Prime Minister's Questions: The key bits and the verdict
Theresa May went head-to-head with Jeremy Corbyn in the House of Commons. Here's what happened.
It was a slightly perkier prime minister than of late that entered the PMQs bear pit for yet another duffing up over Brexit.
Jeremy Corbyn cut straight to the chase, asking the PM "What is her plan B?"
Mrs May repeated her regular form of words on the subject - her deal would deliver Brexit for the British people, and other options would lead to "delay, uncertainty and risk never delivering Brexit".
The only problem, said Mr Corbyn, was that her deal has been twice defeated in the Commons, once by a record margin.
Will she be supporting motions for a customs union when MPs vote later on different Brexit options?
Mrs May said her deal would deliver all the benefits of a customs union, while allowing the UK to strike its own trade deals "in our interests" not the interests of Brussels.
Mr Corbyn used to believe in that too, she told the Labour leader. But now, she claimed, he would prefer the EU to make the decisions on trade.
The CBI and the TUC had both backed a customs union - these were "strange times indeed" when a Conservative government ignored the advice of business, Mr Corbyn told the PM.
Labour's proposals did not begin "a race to the bottom", he declared.
"Why is she prepared to risk jobs and industry in an attempt to run down the clock and blackmail MPs into supporting her deal," he asked.
Mrs May said she has been negotiating to protect workers' rights and added "we are a government that has enhanced workers' rights".
"The Labour Party can never stand it when they are told the Conservative Party has stood up for workers," she said.
The prime minister was unable to guarantee dynamic alignment with European standards, said Mr Corbyn, and she knows full well that the Labour proposals are to use the EU standards as a baseline and to improve them.
In his resignation letter, the business minister said he hoped Mrs May would act in the national interest and enable Parliament to find a consensus on a negotiating position, said Mr Corbyn.
Will the prime minister accept the will of the House as the UK's base negotiating position, he asked.

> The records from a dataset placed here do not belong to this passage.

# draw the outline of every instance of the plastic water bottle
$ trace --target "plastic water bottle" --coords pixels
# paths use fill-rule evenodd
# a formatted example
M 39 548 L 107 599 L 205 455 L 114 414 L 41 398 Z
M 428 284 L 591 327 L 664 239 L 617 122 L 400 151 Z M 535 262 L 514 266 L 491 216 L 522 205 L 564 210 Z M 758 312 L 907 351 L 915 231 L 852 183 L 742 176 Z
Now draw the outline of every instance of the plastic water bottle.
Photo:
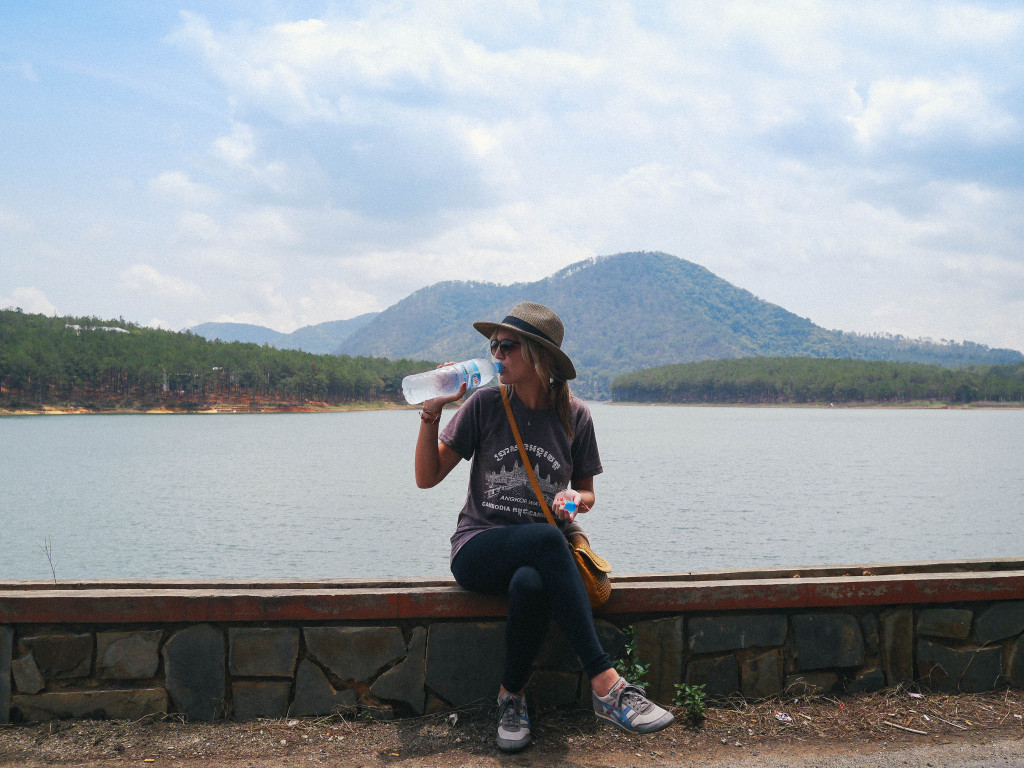
M 575 512 L 576 511 L 576 502 L 575 501 L 567 501 L 567 502 L 565 502 L 565 511 L 568 512 L 570 515 L 573 512 Z
M 407 402 L 422 403 L 432 397 L 454 395 L 462 382 L 466 390 L 482 387 L 493 379 L 501 366 L 490 358 L 478 357 L 455 365 L 445 365 L 432 371 L 414 373 L 402 379 L 402 394 Z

Mrs May said her objective was to fulfil the result of the referendum.
She hadn't answered his question, shot back the Labour leader, adding: "The country deserves to know whether the prime minister will abide by the decisions of MPs."
"The prime minister is failing to deliver Brexit because she can't build a consensus. Either listen and change course or go - which is it to be?"
The PM wrapped up their encounter in the traditional manner.
"The biggest threat to our economy is sitting on the Labour front bench," she told MPs.
What else came up?
The SNP's leader at Westminster Ian Blackford said the PM was about to announce her departure in a last attempt to get her deal through. Did she feel no sense of responsibility? he asked.
Tory Brexiteer Andrew Bridgen accused the PM of breaking the trust of Tory voters by "begging our EU masters" to delay Brexit.
Labour's Chi Onwurah asked the PM to contemplate the impact of Brexit on businesses and individuals, and consider whether she was making a "terrible mistake".
Conservative MP Jack Lopresti highlighted what he called the "politically-motivated witch hunt" of army veterans who had served in Northern Ireland.
Veteran Tory Brexiteer Sir Bill Cash asked the prime minister to publish her advice from the Attorney General about changing the date the UK leaves the EU.
The SNP's Stewart Hosie asked the PM when she would resign over Brexit "chaos".
Hull Labour MP Diana Johnson claimed the much-vaunted Northern Powerhouse had "stalled".
Here is BBC Parliamentary Correspondent Mark Darcy's take on the session:
Ho-hum. This was one of those occasions where a combination of the way PMQs is set up, and poorly targeted questioning, meant that there was little to be learned, at least directly.
The chewiest news nugget to emerge was probably the Brexiteer Conservative Andrew Bridgen's direct challenge to the PM - saying his constituents would never forgive her for postponing Brexit day. Chewy because the question indicated the mood of a clear Conservative faction, and was couched in such scathing terms.
The PM's answering put-down, that if he had wanted Brexit on schedule, he should have voted for her deal, was delivered with a certain confidence, and she did seem in less faltering form today.
The other thing to notice was the lack of follow up for Mr Bridgen; a succession of angry Brexiteers delivering a creeping bombardment on their leader would have been a very bad sign for the PM. But there was no sign of any pre-coup softening up - rather the reverse.
The SNP's Ian Blackford said the PM should take responsibility for the state of the Brexit process and accused her of preparing to resign, having left a mess behind her.
He attracted loud opposition cheers - but the real danger to the prime minister lies on her own benches and they were clearly not ready to deliver a public rejection, especially with a slight sense of a farewell creeping into the prime ministerial phraseology… accidentally or otherwise, that reference to her sense of duty having kept her going did have rather final overtones
Jeremy Corbyn finally got to his most telling point with his final question; would the prime minister seek to implement the will of the Commons, if MPs do manage to come up with an agreed version of Brexit?
But when she brushed it off, he was left with no opportunity to press her further.